Among Li’s critics, there are those who affirm that he lacks experience in the command posts of the central government, in Beijing, but others defend that having passed through three great economic vectors of the country -Zhejiang, Jiangsu and Shanghai- gives him a vision privileged, and they believe that their closeness to Xi will allow him to convey to him first-hand the economic reality of China.

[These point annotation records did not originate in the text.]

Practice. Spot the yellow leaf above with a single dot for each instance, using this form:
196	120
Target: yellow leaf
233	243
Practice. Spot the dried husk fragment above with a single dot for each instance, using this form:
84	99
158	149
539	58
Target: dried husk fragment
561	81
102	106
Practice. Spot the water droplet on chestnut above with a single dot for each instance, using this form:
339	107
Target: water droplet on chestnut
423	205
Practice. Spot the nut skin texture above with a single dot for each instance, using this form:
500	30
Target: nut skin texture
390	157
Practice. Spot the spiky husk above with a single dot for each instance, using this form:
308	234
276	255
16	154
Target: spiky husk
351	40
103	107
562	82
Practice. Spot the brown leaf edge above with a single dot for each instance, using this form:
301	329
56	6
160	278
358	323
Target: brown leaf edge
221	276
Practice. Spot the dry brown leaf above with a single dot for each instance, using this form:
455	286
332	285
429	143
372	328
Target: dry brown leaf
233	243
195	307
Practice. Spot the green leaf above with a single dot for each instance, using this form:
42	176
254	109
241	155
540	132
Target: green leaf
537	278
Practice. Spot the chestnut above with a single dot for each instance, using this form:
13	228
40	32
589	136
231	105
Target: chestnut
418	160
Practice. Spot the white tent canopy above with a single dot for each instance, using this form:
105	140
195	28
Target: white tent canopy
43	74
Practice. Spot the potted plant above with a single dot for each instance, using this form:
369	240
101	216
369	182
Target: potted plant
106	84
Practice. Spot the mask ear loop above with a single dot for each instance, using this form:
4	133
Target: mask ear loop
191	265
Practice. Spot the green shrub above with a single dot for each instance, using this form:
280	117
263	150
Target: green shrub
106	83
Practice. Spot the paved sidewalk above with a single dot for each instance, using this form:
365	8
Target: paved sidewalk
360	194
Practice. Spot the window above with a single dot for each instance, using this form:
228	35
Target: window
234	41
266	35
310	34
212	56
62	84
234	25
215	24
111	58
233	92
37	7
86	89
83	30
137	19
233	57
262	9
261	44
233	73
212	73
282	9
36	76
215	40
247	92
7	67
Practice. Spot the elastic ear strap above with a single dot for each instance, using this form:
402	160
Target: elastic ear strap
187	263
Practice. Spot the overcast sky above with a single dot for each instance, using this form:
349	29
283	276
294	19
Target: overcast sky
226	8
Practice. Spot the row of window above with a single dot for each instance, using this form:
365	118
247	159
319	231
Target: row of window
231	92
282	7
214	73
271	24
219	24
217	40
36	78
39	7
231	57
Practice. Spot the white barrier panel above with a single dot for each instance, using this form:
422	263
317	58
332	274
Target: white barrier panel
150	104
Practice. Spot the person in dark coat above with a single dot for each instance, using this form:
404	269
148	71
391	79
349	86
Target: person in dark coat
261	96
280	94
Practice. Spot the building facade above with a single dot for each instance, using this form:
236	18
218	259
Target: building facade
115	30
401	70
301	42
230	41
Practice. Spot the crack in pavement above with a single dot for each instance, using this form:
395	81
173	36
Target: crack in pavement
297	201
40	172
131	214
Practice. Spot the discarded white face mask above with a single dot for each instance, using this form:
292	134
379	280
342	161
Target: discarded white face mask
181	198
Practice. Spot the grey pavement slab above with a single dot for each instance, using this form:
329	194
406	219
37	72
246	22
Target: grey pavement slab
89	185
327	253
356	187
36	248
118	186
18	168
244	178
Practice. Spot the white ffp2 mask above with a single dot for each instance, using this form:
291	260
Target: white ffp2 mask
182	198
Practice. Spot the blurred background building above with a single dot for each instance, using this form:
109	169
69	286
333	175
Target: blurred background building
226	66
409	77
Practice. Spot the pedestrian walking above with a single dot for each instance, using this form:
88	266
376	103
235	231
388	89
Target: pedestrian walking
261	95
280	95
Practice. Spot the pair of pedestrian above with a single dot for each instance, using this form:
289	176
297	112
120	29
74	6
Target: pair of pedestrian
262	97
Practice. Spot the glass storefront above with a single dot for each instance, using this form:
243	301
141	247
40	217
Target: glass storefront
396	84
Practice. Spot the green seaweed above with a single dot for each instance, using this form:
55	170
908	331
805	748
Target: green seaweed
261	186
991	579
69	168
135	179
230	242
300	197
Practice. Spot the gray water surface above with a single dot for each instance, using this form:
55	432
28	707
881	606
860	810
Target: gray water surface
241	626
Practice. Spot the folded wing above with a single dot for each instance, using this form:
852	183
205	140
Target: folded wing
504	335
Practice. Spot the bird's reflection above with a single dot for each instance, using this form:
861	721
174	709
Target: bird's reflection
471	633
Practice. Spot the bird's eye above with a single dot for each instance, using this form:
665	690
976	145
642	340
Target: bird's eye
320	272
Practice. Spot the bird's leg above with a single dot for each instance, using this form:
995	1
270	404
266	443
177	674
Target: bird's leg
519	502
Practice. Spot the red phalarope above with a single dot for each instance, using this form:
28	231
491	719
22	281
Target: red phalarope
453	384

Dickson does not believe, however, that there is room for a counterbalance, much less that Xi is going to promote “independent thought” in his circle. “Li has not reached the position he is in by challenging his old friend, but by humoring her. I don’t know to what extent he is going to have autonomy if he becomes prime minister”. We will have to be vigilant, he adds, and see if the president returns to the premier the economic powers that he used to exercise —and that he “usurped” Li Kechiang, according to this analyst.
That gesture could be a signal as to whether the president is seeking to share power or if he has only placed the six men in suits who followed him onstage in the golden room “as showpieces.”